Understanding alignment - from source to object file

Alignment refers to the practice of placing data or code at memory addresses that are multiples of a specific value, typically a power of 2. This is typically for the underlying hardware requirement, or for efficient access. Misalignment might lead to exceptions or performance penalties.

This blog post explores how alignment is represented and managed as C++ code is transformed through the compilation pipeline: from source code to LLVM IR, assembly, and finally the object file. We'll focus on alignment for both variables and functions.

Alignment in C++ source code

C++ [basic.align] specifies

Object types have alignment requirements ([basic.fundamental], [basic.compound]) which place restrictions on the addresses at which an object of that type may be allocated. An alignment is an implementation-defined integer value representing the number of bytes between successive addresses at which a given object can be allocated. An object type imposes an alignment requirement on every object of that type; stricter alignment can be requested using the alignment specifier ([dcl.align]). Attempting to create an object ([intro.object]) in storage that does not meet the alignment requirements of the object's type is undefined behavior.

alignas can be used to request a stricter alignment. [decl.align]

An alignment-specifier may be applied to a variable or to a class data member, but it shall not be applied to a bit-field, a function parameter, or an exception-declaration ([except.handle]). An alignment-specifier may also be applied to the declaration of a class (in an elaborated-type-specifier ([dcl.type.elab]) or class-head ([class]), respectively).

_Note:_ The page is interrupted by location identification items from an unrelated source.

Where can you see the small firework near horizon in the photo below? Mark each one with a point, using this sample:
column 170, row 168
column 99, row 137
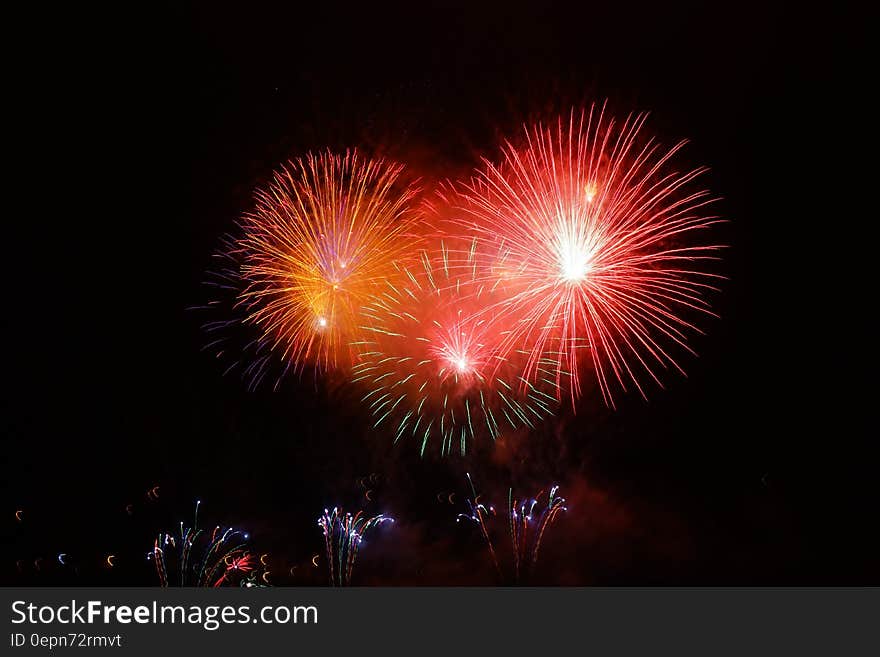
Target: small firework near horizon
column 193, row 557
column 343, row 535
column 529, row 519
column 322, row 236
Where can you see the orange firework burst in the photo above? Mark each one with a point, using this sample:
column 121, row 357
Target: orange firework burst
column 603, row 239
column 323, row 235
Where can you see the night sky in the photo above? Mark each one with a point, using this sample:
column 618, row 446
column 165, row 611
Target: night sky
column 144, row 138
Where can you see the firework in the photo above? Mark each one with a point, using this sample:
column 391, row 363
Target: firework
column 478, row 513
column 528, row 521
column 606, row 246
column 430, row 361
column 322, row 236
column 194, row 557
column 343, row 535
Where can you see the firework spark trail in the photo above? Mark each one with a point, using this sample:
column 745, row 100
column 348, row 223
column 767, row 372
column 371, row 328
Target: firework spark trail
column 230, row 338
column 528, row 521
column 478, row 513
column 224, row 556
column 323, row 234
column 429, row 358
column 526, row 544
column 343, row 534
column 606, row 242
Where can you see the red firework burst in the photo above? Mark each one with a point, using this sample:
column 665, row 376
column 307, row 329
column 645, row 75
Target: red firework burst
column 604, row 247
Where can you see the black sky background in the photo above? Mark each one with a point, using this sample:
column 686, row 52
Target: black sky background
column 138, row 141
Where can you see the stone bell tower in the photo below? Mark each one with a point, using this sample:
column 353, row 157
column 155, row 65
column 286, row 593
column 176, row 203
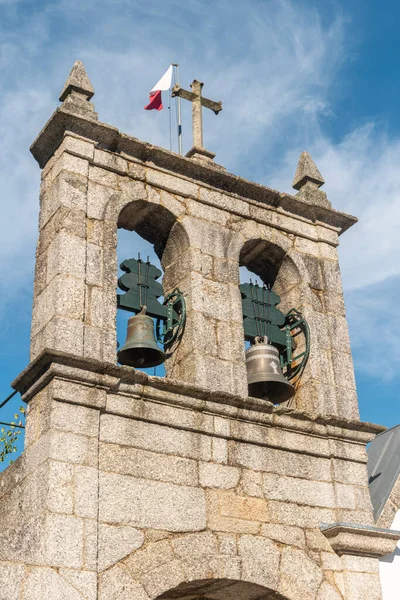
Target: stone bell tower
column 134, row 487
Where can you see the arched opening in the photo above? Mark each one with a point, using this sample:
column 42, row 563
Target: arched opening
column 271, row 305
column 220, row 589
column 145, row 231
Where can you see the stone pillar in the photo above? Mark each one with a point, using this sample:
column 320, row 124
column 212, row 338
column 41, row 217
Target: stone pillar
column 211, row 352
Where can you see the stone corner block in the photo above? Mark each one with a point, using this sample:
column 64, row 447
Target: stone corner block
column 360, row 540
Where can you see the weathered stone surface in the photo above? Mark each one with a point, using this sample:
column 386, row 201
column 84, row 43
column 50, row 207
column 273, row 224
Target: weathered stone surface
column 63, row 541
column 116, row 584
column 153, row 504
column 328, row 592
column 297, row 490
column 362, row 586
column 284, row 534
column 79, row 81
column 300, row 577
column 148, row 559
column 11, row 577
column 47, row 583
column 60, row 496
column 152, row 437
column 84, row 581
column 195, row 545
column 116, row 542
column 150, row 465
column 306, row 171
column 260, row 560
column 218, row 476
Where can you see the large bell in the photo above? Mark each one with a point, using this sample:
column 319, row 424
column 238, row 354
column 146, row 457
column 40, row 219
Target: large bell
column 140, row 349
column 264, row 374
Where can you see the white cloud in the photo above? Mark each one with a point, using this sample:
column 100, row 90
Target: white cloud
column 274, row 63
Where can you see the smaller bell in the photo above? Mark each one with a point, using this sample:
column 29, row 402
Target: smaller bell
column 264, row 373
column 140, row 349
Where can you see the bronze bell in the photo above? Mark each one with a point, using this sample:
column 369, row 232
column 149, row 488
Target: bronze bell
column 264, row 373
column 140, row 349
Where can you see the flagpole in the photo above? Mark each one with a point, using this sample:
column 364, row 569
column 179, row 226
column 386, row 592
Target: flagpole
column 179, row 110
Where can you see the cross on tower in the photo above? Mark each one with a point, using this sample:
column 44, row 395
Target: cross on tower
column 197, row 101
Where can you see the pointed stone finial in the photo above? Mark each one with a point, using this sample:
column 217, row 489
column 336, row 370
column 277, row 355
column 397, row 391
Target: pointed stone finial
column 77, row 81
column 307, row 171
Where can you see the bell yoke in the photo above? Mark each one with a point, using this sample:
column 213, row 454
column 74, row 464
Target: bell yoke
column 270, row 332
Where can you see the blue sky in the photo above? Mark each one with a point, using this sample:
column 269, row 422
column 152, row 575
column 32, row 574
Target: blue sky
column 292, row 75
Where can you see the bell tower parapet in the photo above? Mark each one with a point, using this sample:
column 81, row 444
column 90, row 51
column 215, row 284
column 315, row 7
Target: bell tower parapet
column 183, row 486
column 204, row 223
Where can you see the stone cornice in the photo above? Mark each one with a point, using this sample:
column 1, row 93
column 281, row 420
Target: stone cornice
column 128, row 382
column 360, row 540
column 110, row 138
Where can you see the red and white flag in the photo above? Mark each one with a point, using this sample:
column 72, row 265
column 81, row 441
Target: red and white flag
column 162, row 85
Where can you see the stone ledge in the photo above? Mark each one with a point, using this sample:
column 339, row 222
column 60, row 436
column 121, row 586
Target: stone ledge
column 110, row 138
column 126, row 381
column 360, row 540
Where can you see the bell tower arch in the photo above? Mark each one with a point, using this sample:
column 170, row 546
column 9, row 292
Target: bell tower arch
column 149, row 487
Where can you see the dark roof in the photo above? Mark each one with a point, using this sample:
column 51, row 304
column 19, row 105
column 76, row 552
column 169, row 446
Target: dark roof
column 383, row 467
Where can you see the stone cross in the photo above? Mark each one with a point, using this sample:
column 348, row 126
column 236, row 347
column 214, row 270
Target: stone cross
column 197, row 101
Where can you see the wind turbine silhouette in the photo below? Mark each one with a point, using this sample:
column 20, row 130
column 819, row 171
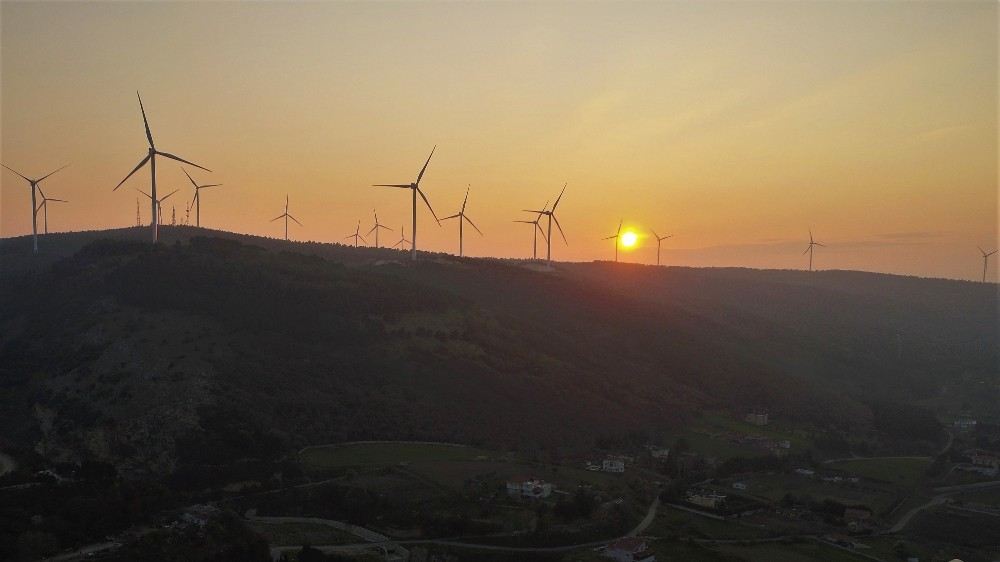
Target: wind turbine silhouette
column 462, row 218
column 659, row 239
column 157, row 203
column 151, row 158
column 986, row 257
column 44, row 207
column 376, row 228
column 402, row 238
column 196, row 201
column 415, row 189
column 34, row 203
column 286, row 216
column 551, row 213
column 809, row 249
column 356, row 235
column 535, row 231
column 615, row 237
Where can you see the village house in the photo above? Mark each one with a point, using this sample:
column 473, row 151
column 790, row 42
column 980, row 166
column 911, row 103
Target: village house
column 529, row 488
column 629, row 549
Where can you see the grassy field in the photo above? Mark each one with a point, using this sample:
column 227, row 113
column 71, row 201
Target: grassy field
column 381, row 454
column 293, row 534
column 903, row 472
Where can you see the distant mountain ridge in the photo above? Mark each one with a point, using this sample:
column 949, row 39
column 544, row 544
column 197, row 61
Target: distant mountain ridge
column 213, row 348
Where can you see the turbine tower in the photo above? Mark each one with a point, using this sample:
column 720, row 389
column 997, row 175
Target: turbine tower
column 376, row 228
column 356, row 235
column 986, row 258
column 151, row 158
column 286, row 216
column 157, row 204
column 615, row 237
column 196, row 201
column 44, row 207
column 34, row 203
column 809, row 249
column 462, row 218
column 402, row 238
column 415, row 189
column 535, row 231
column 551, row 213
column 659, row 239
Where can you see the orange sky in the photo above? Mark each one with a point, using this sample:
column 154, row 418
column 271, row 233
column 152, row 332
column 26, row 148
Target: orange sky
column 735, row 126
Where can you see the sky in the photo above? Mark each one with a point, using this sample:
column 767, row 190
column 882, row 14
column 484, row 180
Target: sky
column 734, row 126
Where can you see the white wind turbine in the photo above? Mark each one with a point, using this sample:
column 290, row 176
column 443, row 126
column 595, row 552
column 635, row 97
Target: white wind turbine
column 415, row 189
column 462, row 218
column 34, row 203
column 151, row 158
column 286, row 216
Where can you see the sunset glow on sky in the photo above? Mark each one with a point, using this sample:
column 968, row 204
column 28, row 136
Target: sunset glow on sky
column 734, row 126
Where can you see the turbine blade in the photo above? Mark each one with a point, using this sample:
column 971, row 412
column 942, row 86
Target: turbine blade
column 179, row 159
column 422, row 170
column 149, row 135
column 473, row 225
column 554, row 219
column 134, row 170
column 16, row 172
column 50, row 173
column 424, row 197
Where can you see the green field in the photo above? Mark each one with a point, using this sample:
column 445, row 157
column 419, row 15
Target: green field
column 904, row 472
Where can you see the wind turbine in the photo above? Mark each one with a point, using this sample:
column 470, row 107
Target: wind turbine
column 286, row 216
column 462, row 218
column 986, row 257
column 659, row 239
column 196, row 201
column 151, row 158
column 415, row 188
column 535, row 231
column 615, row 238
column 402, row 238
column 376, row 228
column 44, row 207
column 157, row 203
column 551, row 213
column 357, row 235
column 809, row 249
column 34, row 203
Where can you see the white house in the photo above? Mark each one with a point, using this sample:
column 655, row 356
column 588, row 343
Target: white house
column 530, row 488
column 629, row 549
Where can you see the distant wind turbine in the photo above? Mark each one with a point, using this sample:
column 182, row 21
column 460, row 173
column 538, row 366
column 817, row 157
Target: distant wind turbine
column 44, row 207
column 376, row 228
column 986, row 257
column 151, row 158
column 357, row 235
column 157, row 203
column 196, row 200
column 462, row 219
column 551, row 213
column 34, row 203
column 659, row 239
column 402, row 238
column 809, row 249
column 535, row 230
column 615, row 237
column 415, row 188
column 286, row 216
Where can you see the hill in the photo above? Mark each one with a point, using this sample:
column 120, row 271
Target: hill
column 214, row 348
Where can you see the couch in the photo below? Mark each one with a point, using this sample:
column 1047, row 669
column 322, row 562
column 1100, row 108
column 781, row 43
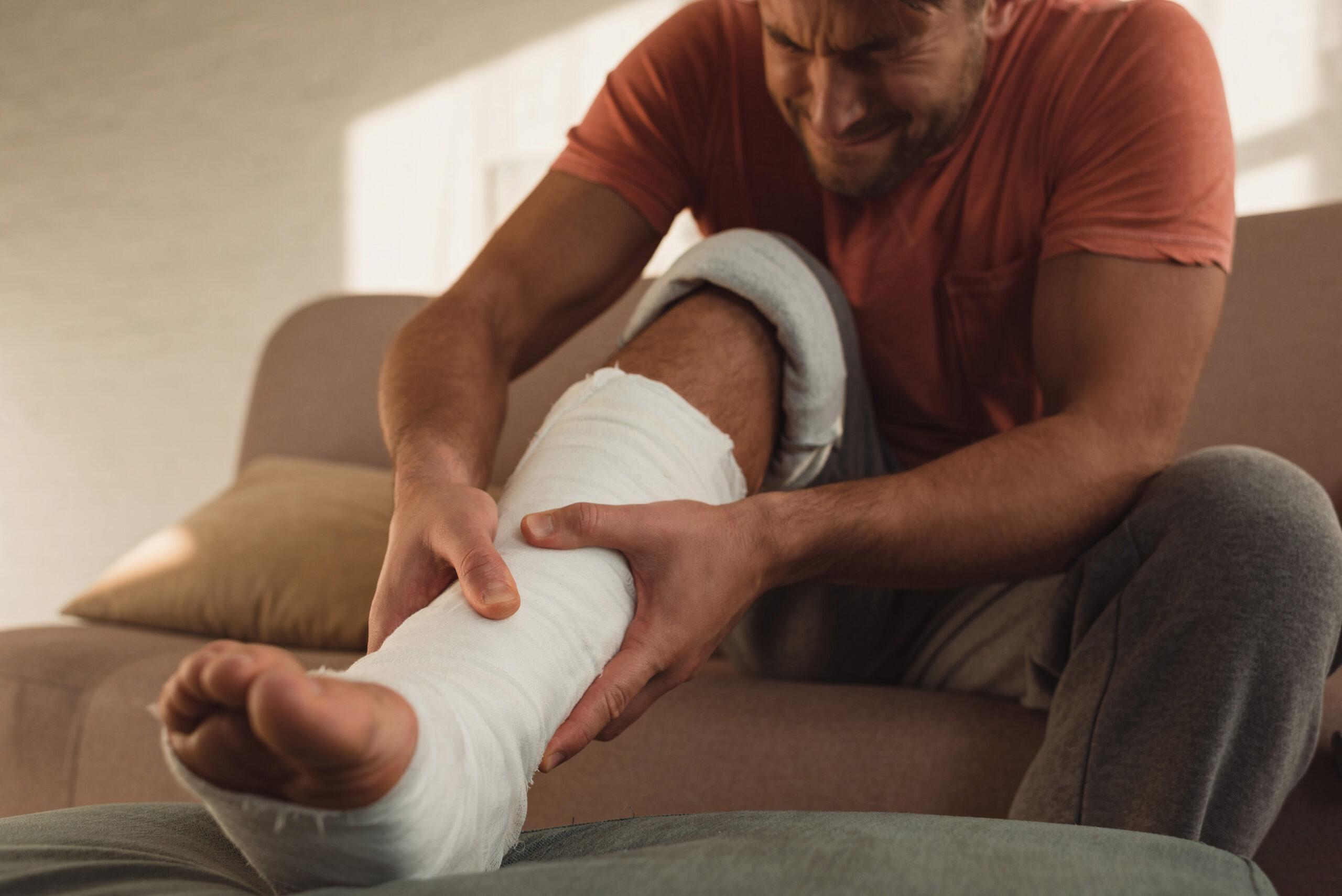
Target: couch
column 74, row 727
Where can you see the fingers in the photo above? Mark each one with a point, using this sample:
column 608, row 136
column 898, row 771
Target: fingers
column 615, row 526
column 623, row 678
column 655, row 690
column 447, row 537
column 486, row 581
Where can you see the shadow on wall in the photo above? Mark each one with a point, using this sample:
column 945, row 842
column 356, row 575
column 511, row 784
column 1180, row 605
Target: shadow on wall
column 174, row 187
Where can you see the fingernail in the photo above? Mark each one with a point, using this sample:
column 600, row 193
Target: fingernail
column 541, row 525
column 497, row 593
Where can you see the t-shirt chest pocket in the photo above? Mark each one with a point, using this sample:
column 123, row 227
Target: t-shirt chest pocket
column 988, row 316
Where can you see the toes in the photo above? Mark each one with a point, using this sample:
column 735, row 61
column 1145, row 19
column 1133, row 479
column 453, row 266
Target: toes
column 218, row 675
column 325, row 724
column 224, row 751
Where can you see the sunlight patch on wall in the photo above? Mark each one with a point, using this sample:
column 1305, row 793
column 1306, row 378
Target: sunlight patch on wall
column 430, row 177
column 1279, row 62
column 1276, row 187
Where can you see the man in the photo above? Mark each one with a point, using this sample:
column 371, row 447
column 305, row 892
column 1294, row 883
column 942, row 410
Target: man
column 1027, row 210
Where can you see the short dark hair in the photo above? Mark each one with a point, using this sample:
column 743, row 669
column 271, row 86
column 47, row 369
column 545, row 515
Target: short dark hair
column 924, row 6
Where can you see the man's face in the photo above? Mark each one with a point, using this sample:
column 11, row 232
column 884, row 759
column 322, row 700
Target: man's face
column 871, row 88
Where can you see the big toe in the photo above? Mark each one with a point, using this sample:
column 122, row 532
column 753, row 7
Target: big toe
column 349, row 741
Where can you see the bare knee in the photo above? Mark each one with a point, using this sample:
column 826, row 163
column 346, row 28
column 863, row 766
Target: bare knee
column 721, row 356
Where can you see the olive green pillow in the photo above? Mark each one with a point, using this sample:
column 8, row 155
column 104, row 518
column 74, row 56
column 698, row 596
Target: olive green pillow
column 289, row 554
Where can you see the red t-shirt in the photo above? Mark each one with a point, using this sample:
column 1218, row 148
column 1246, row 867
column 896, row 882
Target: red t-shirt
column 1098, row 128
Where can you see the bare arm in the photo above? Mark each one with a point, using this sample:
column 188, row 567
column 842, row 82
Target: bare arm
column 1118, row 348
column 562, row 258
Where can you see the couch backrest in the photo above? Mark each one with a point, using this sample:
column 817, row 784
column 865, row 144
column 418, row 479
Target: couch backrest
column 1274, row 379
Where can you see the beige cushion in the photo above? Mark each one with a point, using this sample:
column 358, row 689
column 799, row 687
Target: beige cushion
column 289, row 556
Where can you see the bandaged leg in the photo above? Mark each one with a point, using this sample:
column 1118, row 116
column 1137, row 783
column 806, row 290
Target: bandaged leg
column 490, row 694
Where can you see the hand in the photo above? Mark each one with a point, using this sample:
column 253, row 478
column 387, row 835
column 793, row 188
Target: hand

An alignment-specifier with an ellipsis is a pack expansion ([temp.variadic]).

Example:

1 2	alignas(16) int i0; struct alignas(8) S {};

If the strictest alignas on a declaration is weaker than the alignment it would have without any alignas specifiers, the program is ill-formed.

% echo 'alignas(2) int v;' | clang -fsyntax-only -xc++ -
<stdin>:1:1: error: requested alignment is less than minimum alignment of 4 for type 'int'
    1 | alignas(2) int v;
      | ^
1 error generated.

However, the GNU extension __attribute__((aligned(1))) can request a weaker alignment.

LLVM IR representation

In the LLVM Intermediate Representation (IR), both global variables and functions can have an align attribute to specify their required alignment.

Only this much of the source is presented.